E Mosca si avvicina.
Sono forse le dieci, mancano poche ore all'arrivo, e sento Mosca già nell'aria, come una presenza immensa, vaga di cupole dorate, misteriosa, febbrile. Benché non ci sia nulla che parli di costruito, qui intorno, benché col viso al finestrino del corridoio, non veda che campi di grano, casupole, boschi e, sul cielo di maiolica celeste, non passino che i corvi e, per un attimo ogni tanto, figure di contadini e soldati, sento che la città si avvicina. Nel silenzio, nel sole.

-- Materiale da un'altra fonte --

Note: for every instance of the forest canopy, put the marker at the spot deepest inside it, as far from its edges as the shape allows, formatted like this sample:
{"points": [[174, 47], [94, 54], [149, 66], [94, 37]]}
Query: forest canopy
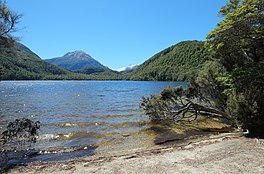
{"points": [[230, 83]]}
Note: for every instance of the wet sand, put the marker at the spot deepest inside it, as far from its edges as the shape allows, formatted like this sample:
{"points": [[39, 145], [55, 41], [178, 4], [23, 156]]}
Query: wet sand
{"points": [[222, 153]]}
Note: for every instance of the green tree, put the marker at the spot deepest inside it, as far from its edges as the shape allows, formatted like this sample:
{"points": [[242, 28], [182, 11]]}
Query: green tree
{"points": [[8, 22], [238, 43]]}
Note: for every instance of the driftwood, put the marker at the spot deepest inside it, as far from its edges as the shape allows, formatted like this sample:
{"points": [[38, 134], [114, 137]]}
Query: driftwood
{"points": [[192, 110], [178, 104], [21, 129]]}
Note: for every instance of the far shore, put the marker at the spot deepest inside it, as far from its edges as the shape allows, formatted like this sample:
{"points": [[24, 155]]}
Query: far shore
{"points": [[221, 153]]}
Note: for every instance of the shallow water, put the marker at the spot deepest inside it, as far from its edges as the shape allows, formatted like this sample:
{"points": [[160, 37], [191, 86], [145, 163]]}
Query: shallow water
{"points": [[79, 115]]}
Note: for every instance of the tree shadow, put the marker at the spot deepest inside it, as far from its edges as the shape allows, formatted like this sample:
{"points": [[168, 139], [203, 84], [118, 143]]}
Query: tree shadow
{"points": [[11, 159]]}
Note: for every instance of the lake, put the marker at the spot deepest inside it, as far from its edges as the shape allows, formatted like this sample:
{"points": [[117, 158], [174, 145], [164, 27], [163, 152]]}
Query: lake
{"points": [[80, 117]]}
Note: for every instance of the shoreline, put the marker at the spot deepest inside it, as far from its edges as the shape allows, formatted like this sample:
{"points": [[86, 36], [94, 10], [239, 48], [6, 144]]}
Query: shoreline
{"points": [[204, 154]]}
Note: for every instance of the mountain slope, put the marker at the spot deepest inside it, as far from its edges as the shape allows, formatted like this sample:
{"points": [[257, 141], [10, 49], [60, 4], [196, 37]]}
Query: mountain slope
{"points": [[178, 62], [20, 63], [75, 60]]}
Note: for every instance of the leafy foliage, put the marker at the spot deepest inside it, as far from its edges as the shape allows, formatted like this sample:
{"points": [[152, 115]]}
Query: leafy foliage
{"points": [[8, 22], [238, 43], [177, 63]]}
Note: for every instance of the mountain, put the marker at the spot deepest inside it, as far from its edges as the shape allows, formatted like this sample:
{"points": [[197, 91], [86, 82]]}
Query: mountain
{"points": [[129, 68], [20, 63], [75, 60], [177, 63]]}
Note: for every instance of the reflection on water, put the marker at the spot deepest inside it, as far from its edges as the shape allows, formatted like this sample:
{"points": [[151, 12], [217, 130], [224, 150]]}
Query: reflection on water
{"points": [[77, 114]]}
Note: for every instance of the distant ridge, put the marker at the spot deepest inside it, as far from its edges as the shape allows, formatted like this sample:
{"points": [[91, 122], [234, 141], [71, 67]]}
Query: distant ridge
{"points": [[20, 63], [75, 60]]}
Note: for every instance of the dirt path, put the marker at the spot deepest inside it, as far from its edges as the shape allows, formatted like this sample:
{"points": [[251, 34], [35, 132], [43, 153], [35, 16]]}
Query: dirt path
{"points": [[227, 153]]}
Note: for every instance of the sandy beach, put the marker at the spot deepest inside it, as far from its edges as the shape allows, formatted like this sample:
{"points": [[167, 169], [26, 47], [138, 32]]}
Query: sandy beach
{"points": [[222, 153]]}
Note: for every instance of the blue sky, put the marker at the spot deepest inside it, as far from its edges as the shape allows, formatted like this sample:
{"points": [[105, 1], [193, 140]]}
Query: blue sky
{"points": [[114, 32]]}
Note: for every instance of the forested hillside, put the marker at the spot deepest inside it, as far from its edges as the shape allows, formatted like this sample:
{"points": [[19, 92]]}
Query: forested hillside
{"points": [[178, 62], [20, 63]]}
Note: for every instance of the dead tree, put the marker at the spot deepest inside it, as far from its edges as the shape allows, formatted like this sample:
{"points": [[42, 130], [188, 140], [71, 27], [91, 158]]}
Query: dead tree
{"points": [[178, 104]]}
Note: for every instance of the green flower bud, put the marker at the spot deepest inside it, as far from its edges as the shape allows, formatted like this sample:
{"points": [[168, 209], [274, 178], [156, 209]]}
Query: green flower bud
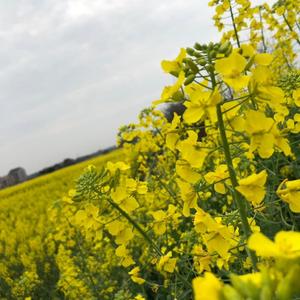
{"points": [[201, 61], [189, 79], [224, 47], [193, 66], [213, 54], [190, 51], [229, 50], [197, 46]]}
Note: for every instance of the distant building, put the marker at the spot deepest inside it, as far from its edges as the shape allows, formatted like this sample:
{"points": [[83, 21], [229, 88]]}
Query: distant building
{"points": [[14, 176]]}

Sul treno, negli scompartimenti, comincia una lieve animazione. Si disfano i letti, si riordina la roba, si rifanno, con una cura meticolosa, infinita, le valigie. Anche gli Ivànovic sono occupati in questo: lei è più svelta, ma Nicola asciuga già da due ore il vaso di vetro e lo riempie di carta straccia.